MANILA, Philippines - Lack of jobs and extreme poverty are the two biggest problems the incoming government will have to solve.
This was the assessment of former Budget Secretary, now UP economics professor Benjamin Diokno in speaking on the prospects for the Nonoy Aquino administration during the general membership meeting of the Philippine Food Exporters and Processors Organization (PHILFOODEX) held recently at the Club Filipino in Greenhills.
He said that as of 2008, there were 2.7 million Filipinos who had no jobs and another 8.5 million who have occasional work only. Making this worse are 1.3 million people who join the labor force every year as they either reach the age of 18, graduating from college or technical or vocational schools.
“If you are looking for a job, that means you are unemployed,” the economist explained. “If you already stopped looking for a job, you are no longer part of the labor force. If, on the other hand, you told the census people that you worked only one hour for the past week, it means you are underemployed and not totally jobless.”
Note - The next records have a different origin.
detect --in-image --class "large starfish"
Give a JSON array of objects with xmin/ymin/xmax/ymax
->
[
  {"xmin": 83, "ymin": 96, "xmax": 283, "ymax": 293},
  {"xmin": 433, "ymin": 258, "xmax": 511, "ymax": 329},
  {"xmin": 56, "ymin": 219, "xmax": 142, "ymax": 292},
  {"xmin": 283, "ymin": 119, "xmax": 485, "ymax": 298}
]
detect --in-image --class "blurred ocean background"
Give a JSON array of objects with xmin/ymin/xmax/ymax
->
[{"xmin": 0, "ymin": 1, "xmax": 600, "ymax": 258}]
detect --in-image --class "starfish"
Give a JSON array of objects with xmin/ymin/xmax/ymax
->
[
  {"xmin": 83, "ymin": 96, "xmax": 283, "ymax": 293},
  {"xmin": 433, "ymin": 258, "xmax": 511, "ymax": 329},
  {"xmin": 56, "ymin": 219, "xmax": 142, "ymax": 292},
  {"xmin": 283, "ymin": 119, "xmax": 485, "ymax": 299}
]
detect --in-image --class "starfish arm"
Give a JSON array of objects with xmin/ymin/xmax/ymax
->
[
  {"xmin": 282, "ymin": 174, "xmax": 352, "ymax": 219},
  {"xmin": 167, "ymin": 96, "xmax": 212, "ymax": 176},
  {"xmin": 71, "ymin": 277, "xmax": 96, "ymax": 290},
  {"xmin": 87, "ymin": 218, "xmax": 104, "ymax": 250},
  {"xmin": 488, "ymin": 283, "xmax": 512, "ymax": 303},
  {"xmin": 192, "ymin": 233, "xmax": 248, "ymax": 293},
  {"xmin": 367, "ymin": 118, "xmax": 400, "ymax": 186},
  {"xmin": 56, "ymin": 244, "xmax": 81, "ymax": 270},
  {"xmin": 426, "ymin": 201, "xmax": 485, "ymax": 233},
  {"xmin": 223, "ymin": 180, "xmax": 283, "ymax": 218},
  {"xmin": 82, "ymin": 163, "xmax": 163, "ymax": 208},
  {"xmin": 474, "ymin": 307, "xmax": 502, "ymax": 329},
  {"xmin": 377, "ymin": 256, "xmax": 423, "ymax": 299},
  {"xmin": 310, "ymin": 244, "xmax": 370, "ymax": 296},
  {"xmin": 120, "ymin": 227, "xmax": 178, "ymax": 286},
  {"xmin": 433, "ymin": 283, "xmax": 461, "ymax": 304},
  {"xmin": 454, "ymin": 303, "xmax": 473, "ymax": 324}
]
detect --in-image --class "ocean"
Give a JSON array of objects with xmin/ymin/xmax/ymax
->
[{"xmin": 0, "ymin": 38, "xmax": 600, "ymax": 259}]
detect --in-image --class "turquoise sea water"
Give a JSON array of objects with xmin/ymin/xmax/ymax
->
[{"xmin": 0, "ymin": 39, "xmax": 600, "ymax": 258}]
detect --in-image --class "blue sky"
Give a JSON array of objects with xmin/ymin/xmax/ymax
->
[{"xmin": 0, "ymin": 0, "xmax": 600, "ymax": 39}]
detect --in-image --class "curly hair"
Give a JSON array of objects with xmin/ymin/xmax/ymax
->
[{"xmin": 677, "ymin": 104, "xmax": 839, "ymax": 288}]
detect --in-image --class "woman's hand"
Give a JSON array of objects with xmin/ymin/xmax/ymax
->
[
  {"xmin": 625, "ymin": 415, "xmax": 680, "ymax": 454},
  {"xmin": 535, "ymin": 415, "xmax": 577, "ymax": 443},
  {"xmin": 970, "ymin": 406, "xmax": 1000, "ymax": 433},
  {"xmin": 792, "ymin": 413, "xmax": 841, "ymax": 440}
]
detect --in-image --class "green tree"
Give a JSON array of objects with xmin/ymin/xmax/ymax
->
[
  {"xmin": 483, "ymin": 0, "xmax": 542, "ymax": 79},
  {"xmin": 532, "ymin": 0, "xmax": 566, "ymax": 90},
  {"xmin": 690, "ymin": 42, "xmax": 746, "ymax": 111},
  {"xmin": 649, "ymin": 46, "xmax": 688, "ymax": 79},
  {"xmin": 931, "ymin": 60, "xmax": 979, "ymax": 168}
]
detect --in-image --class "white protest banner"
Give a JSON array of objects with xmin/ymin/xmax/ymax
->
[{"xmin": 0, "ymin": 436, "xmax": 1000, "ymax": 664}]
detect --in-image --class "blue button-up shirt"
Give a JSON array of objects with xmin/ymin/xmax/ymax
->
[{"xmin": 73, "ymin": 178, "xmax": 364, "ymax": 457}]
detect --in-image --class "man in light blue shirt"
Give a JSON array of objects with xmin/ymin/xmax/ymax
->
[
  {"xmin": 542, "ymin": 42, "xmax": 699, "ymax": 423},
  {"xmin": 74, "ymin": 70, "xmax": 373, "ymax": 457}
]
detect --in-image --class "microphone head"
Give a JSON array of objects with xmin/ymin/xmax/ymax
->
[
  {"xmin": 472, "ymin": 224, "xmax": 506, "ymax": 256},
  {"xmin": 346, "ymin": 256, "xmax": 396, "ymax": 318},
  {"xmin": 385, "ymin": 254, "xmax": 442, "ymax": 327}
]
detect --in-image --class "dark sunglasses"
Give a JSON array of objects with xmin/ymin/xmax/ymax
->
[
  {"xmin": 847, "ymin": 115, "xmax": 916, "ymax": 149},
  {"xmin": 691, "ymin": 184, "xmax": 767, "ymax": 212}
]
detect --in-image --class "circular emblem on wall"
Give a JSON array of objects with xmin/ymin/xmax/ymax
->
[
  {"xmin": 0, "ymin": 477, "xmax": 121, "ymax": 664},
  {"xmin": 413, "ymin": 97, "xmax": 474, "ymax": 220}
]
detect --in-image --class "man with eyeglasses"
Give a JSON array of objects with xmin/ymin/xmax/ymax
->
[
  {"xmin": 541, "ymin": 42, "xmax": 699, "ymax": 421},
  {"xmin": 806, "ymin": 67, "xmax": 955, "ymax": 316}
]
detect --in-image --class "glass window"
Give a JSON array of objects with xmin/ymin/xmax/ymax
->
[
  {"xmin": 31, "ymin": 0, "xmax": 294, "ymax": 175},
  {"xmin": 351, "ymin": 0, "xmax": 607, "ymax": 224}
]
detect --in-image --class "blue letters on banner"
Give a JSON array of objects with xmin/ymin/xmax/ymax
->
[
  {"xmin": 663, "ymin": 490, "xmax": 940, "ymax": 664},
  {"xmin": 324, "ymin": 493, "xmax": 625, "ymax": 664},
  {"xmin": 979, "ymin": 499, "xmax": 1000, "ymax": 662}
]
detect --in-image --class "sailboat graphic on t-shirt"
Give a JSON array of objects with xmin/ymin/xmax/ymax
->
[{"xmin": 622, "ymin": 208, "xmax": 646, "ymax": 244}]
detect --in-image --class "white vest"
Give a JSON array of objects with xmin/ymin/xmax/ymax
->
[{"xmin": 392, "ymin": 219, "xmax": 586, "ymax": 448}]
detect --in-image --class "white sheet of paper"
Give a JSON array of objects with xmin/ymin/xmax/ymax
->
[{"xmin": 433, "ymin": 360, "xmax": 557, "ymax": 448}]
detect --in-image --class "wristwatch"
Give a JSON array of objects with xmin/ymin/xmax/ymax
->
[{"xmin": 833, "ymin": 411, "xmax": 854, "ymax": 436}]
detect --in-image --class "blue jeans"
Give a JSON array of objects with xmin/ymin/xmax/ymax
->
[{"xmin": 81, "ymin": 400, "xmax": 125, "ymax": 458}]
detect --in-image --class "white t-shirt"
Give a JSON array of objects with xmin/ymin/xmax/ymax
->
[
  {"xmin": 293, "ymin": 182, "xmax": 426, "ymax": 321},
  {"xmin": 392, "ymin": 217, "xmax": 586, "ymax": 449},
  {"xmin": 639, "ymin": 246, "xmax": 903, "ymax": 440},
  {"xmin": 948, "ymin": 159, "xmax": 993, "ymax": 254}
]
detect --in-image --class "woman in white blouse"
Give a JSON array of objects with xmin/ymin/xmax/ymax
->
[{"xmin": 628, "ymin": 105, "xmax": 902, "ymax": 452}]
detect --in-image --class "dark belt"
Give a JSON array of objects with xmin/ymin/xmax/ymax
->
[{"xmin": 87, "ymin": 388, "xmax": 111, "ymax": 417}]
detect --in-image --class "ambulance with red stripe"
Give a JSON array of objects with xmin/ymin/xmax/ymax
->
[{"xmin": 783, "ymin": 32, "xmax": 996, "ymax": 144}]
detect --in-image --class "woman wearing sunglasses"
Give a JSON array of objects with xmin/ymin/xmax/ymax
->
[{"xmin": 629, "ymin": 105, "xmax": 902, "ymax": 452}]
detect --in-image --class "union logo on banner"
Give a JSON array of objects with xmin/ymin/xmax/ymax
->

As a consequence of the dearth of good jobs in the local front, poverty incidence, Diokno further explained, reached 32.9 percent the other year. And due to the impact of the global recession, this could have grown to 34 percent last year.
Those who are poor are families that survive below $1 or roughly P45 a day, Diokno pointed out.
He traced the high jobless rate and widespread poverty to lack of foreign direct investments that he said is the lowest among the original ASEAN 5 plus Vietnam. It averaged between $500 and $700 million a year in the past decade.
With a very thin industrial and manufacturing sector, Diokno suggested that heavy investments should go into agriculture, but exporters should now target the close to 100 million Filipinos in the domestic front as a market, instead of trying to sell abroad.